Jewish holidays and food. No surprises there. But if the treats that are exchanged and left at the doorstep on Purim – including home-baked goods with unexpected ingredients –the glorious holiday could bring some unwelcome surprises for people with food allergies and sensitivities. Today, advice for a merry and safe Purim.
“The other day someone asked what my plans are for Purim. I think, like every other parent of food-allergic children, my heart skipped a beat and sunk to my feet. Not this time of year again!” writes Sara Atkins. “Purim should be filled with fun, excitement and laughs, but for a family dealing with food allergies, it’s pure fear.” Atkins then explains how with preparation and some clever food substitutions she was able to transform Purim into a holiday her children would actually look forward to. [http://bit.ly/purimfood1]
DebbieN faced a different challenge: how to bake up a batch of low-carb hamantashen without artificial sweeteners that will be safe – and appealing – to a child with diabetes. The problem with hamantashen is that they deliver the carbs, but “they don’t have enough fiber or protein to slow down the sugars and avoid a spike in blood glucose. In short, not high-quality nutrition.” She finally found one that makes sense: substituting almond meal for some or most of the flour. Check out her blog for dough and Debbie’s tricks to stretch those carbs. [http://bit.ly/purimfood2]
As for the filling, Nancy Pascal says, “Low-carb jam works well and tastes delicious. Sugar-free chocolate chips are very good when hot, but not as delightful when cold, so you can try placing the hamantashen in the microwave for a few seconds before eating.” [http://bit.ly/purimfood3]
Many recipes call for flour, which of course is a show-stopper for anyone with celiac disease, an intolerance to gluten. That’s where Nancy Lapid comes in with not one but six gluten-free hamantashen recipes, including a dairy variation that calls for butter, cream cheese, sugar, vanilla extract and an (optional) egg. [http://bit.ly/purimfood5]
No eggs? No problem. According to the (perfectly named) site, Allergy Shmallergy, here’s your substitution for two eggs: “1/4 cup applesauce and 1-1/2 tsp.
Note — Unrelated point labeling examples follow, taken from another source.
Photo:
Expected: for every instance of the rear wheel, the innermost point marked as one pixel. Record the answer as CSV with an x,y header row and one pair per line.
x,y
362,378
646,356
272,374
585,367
Ener-G egg replacer combined with 2 tbsp. water or soy milk.” [http://bit.ly/purimfood6] Leslie Shupak’s No Egg Hamantashen takes more of minimalist approach and sticks to the basics: flour, baking powder, salt, margarine, sugar, water and vanilla extract. [http://bit.ly/purimfood7]
Aside from hamantashen, you should also take into consideration food allergies and sensitivities as you pack up the mishloach manot gift baskets or plan your menu for the seudah, the festive meal eaten at the end of the holiday. Here’s a discussion with menu ideas if certain foods are off limits. [http://bit.ly/purimfood9]
Atkins shares her feelings about the holiday – after taking the necessary precautions. “That fear will never go away as long as the kids are still allergic. But the fear that they will be turned off from Judaism because the celebrations have only brought them heartache is gone, and because of that, my heart skips a few less beats and doesn’t sink as far into my feet when I hear it’s Purim time once again.”